Georgia Tech Research Corporation, Atlanta GA

Investigators

Abstract

Human mobility and physical activity are strongly correlated with quality of life, participation, depression, and mortality. There is a critical need for improving locomotor performance in ambulation tasks for individuals with physically demanding jobs or individuals with lower limb impairment due to disease, old age, or injury. Robotic exoskeletons have the potential to assist people to increase their community mobility, independence, and quality of life. Lower-limb robotic exoskeletons have outstanding potential to augment and restore human movement; however, current solutions lack personalization to the user and generalization across activities, constraining exoskeleton technology significantly. This project advances exoskeleton technology to support human users in broad and diverse environments.
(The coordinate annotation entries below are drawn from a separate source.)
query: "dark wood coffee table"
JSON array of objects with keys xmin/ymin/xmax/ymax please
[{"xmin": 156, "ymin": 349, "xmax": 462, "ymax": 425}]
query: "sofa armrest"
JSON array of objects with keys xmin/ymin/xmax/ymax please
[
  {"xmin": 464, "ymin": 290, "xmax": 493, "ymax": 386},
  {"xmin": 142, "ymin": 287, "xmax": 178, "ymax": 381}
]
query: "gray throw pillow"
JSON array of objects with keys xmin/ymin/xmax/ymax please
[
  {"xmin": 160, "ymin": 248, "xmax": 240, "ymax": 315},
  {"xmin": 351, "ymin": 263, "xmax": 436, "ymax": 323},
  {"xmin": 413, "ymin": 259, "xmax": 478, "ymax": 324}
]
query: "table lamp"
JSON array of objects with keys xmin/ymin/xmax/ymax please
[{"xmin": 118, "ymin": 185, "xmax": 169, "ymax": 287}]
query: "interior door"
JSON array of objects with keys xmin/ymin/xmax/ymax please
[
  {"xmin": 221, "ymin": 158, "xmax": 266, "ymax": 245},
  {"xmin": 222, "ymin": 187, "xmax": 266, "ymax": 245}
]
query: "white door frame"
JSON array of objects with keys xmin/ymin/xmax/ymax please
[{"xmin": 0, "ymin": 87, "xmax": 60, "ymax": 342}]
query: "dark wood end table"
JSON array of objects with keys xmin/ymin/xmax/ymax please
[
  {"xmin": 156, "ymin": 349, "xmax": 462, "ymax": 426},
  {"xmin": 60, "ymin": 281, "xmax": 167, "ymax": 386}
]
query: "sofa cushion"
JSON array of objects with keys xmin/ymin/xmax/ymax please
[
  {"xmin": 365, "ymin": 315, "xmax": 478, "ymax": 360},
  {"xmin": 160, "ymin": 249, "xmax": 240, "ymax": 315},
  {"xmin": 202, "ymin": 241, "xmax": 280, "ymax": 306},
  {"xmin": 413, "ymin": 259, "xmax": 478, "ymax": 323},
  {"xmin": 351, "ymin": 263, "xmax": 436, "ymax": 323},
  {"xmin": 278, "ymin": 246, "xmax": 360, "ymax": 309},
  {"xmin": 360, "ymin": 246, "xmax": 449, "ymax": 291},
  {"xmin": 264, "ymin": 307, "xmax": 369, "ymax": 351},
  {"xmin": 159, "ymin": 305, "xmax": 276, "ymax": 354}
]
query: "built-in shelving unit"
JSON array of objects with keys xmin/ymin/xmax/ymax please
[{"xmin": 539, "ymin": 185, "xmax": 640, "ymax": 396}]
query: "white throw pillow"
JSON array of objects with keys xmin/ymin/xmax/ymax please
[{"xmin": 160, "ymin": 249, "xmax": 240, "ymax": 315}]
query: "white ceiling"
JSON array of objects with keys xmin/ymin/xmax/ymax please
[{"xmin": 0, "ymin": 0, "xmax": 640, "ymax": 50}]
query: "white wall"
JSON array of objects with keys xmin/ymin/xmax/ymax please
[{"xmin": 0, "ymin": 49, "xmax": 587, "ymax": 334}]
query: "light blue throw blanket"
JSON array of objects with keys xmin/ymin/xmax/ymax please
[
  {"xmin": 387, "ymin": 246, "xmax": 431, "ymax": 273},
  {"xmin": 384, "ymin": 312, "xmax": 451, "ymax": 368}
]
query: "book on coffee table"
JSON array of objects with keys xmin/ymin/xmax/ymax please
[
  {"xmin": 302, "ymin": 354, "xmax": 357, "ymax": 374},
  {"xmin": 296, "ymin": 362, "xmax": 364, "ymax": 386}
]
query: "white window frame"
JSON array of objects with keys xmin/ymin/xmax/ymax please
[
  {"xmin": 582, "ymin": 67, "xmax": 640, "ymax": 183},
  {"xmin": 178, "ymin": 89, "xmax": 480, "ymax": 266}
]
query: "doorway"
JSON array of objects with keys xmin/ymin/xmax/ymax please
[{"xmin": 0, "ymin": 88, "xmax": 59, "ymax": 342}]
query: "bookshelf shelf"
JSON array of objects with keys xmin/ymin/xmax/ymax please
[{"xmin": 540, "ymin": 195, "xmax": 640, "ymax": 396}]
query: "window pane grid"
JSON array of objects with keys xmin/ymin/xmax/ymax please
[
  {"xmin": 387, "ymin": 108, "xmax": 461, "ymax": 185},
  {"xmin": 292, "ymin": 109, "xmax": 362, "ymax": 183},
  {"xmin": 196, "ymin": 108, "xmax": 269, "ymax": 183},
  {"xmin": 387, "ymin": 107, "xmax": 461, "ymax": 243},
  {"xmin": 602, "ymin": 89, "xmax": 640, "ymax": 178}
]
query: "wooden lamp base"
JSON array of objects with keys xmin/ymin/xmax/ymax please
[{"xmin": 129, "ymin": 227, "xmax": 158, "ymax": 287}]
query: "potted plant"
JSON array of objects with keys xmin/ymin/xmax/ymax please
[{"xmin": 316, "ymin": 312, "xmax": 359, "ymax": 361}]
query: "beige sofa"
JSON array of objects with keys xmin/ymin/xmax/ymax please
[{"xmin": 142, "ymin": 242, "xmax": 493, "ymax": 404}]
This research project takes a unique approach of using large data driven approaches with AI (artificial intelligence) to enable generalization of exoskeleton control across numerous tasks of daily living including both cyclic walking tasks as well as more discrete tasks such as cutting, jumping, and stepping over an obstacle. The approach includes collecting natural human data wearing exoskeletons across numerous different tasks and creating AI systems that recognize key internal states of the human, such as their lower limb joint efforts. This creates a control system that is extensible across both new human users as well as novel lower limb tasks. This has tremendously broad impact across society, such as improving community and outdoor ambulation in clinical populations, enhancing human capability. This research in the program for Foundational Research in Robotics is supported by the Computer and Information Science and Engineering Directorate's Division of Computer and Network Systems (CISE/CNS), and the Engineering Directorate's Division of Civil, Mechanical and Manufacturing Innovation (ENG/CMMI). This award reflects NSF's statutory mission and has been deemed worthy of support through evaluation using the Foundation's intellectual merit and broader impacts review criteria.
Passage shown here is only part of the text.